Friday, September 20, 2024

Poet Ellen Steinbaum finds beauty in simplicity




Recently, I caught up with poet Ellen Steinbaum to interview her about her new collection, LEAVINGS.


Steinbaum wrote me:



"Leavings is my fifth collection and I’ve also written a one-person play. My work has been nominated twice for the Pushcart Prize and is included in anthologies including Garrison Keillor’s Good Poems, American Places; The Widows’ Handbook; A Mighty Room: A Collection of Poems Written in Emily Dickinson’s Bedroom; and CavanKerry’sWaiting Room Reader II. An award-winning journalist and former Boston Globe columnist, I write a blog, “Reading and Writing and the Occasional Recipe” which can be found at my web site, ellensteinbaum.com."




This is the final poem in Leavings:


“The Intervening Day” we call it:

the day between his birthday and our
anniversary, between the beginning of
his days and the formal beginning of our
days together, between these two occasions
for cards and cakes, good wishes, celebrations,
this one day that has no ritual, just
an everyday day, a day we notice perhaps only
because it sits sandwiched between the two
momentous ones, a day when nothing further
is required than our simple gratitude for
one more ordinary day.

Poet Charles Coe wrote of your poetry collection that your poetry evokes "profound truths in the smallest, quite corners" Could one say you find the profound in the mundane—the minutiae?

I love that Charles said that. I hadn’t thought about that but, yes, it feels right. Though I admire poets who can wrestle with huge subjects and bring them into a scale for human observation, I think I am more comfortable with the very small thing that might almost escape notice.



Your lead poem " Commitment" deals with all things-- cockroaches. You have a knack for seeing the ugly/beauty—the romantic gloss of this roach couple?​

I think “ick—cockroach”—but I did like learning that these creatures I consider loathsome actually have this behavior I find—write it—charming!

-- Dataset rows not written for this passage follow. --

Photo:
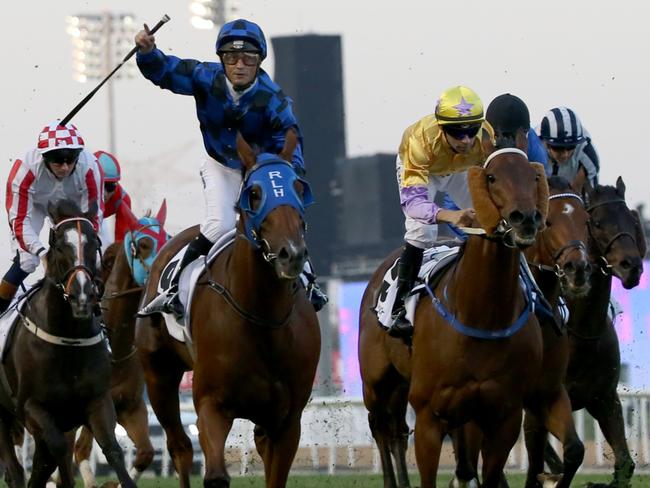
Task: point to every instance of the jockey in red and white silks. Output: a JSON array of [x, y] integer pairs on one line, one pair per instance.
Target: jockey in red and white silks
[[59, 168]]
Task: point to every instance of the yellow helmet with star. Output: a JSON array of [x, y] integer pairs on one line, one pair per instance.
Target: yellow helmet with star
[[459, 105]]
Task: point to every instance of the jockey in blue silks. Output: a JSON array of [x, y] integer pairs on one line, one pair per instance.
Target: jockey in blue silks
[[233, 96]]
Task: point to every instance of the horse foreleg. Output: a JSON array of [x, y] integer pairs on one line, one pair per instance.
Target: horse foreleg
[[280, 452], [609, 414], [559, 422], [214, 426], [379, 428], [136, 424], [101, 421], [43, 465], [82, 449], [14, 472], [52, 447], [536, 438], [163, 375], [498, 440], [467, 446], [428, 442]]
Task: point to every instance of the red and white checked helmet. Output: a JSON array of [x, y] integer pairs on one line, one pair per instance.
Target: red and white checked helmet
[[57, 136]]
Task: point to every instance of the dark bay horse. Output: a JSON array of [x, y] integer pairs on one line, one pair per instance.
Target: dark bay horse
[[255, 336], [616, 247], [125, 270], [455, 378], [57, 370]]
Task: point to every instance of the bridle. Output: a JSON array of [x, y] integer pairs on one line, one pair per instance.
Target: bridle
[[604, 265], [65, 284]]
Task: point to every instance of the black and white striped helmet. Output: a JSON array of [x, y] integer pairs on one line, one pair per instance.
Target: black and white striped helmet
[[561, 127]]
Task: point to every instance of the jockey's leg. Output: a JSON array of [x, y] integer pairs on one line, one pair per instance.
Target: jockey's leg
[[220, 190], [14, 278], [408, 267], [308, 278]]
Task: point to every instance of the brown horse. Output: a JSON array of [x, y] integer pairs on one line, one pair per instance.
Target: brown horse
[[616, 247], [455, 378], [125, 270], [255, 336], [57, 370]]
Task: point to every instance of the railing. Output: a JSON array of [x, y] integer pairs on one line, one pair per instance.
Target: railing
[[335, 436]]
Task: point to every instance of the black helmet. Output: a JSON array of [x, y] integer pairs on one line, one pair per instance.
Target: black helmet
[[561, 127], [507, 114]]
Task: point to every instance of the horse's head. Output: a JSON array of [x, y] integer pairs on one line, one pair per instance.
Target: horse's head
[[616, 232], [510, 196], [73, 256], [272, 205], [144, 240], [563, 240]]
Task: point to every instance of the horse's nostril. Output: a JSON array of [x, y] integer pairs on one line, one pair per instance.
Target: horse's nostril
[[516, 217]]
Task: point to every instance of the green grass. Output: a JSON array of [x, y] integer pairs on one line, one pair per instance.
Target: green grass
[[364, 481]]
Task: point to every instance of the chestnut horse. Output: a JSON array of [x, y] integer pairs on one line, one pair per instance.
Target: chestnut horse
[[457, 378], [125, 271], [57, 370], [255, 336], [616, 246]]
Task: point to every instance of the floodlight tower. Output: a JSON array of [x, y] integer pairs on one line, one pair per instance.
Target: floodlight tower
[[100, 42], [208, 14]]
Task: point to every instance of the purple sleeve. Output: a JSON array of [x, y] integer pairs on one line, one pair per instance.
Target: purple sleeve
[[417, 205]]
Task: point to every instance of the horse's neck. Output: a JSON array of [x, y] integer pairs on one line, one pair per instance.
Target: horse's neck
[[588, 314], [546, 279], [487, 272], [254, 284], [119, 313]]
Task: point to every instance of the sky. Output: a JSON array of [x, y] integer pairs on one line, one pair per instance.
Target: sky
[[398, 56]]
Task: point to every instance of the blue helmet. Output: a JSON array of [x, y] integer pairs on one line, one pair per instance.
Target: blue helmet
[[243, 30]]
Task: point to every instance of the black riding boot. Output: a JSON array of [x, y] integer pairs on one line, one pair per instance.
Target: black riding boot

Regarding your poem about the doomed Donner Party, I can't help but think of Donald Trump – a ham-fisted, carnival barker and snake oil salesman, who leads his hapless flock to their death.

Exactly what I hoped you’d think of, including the happy coincidence of the two names.



In your poem " What Happiness Is?," you explore the ''limp gifts"—the little things-- that are indeed consequential in a relationship. This brings us back to the profundity of minutiae.

Yes. What I was thinking of here was how, when we are lucky enough to spend our days with someone we care about, the tiniest observations become little “gifts” of noticing to offer for sharing. Noticing is something I’ve written about specifically, because noticing is what poets need to do—right?--in order to find something worth turning into metaphor, worth thinking about.



Do you feel your years as a journalist informs your poetry?

I’m sure they do. When I turned to poetry it was out of a desire to say something in a way I couldn’t do in prose, but I think it’s all of a piece, different ways of putting into words and sharing what I find interesting.


Why should we read your book?

There’s a wonderful line by Willa Cather: there are only two or three human stories and they go on repeating themselves as fiercely as if they had never happened before.


I really believe that’s true—we each have our own details, but the basic outlines of our stories are easily recognizable to one another. And I think the more our individual stories are told with our specific details, the easier they are for someone else to see their own stories in. And isn’t that what we all crave, especially after a lockdown that isolated us from one another and societal divisions of all kinds—a point of connection, of commonality? My story—or the things I’ve noticed enough to bring into my poems—are mine, but I think others can find themselves in what I’ve noticed and written about, and then maybe feel connected to others through that.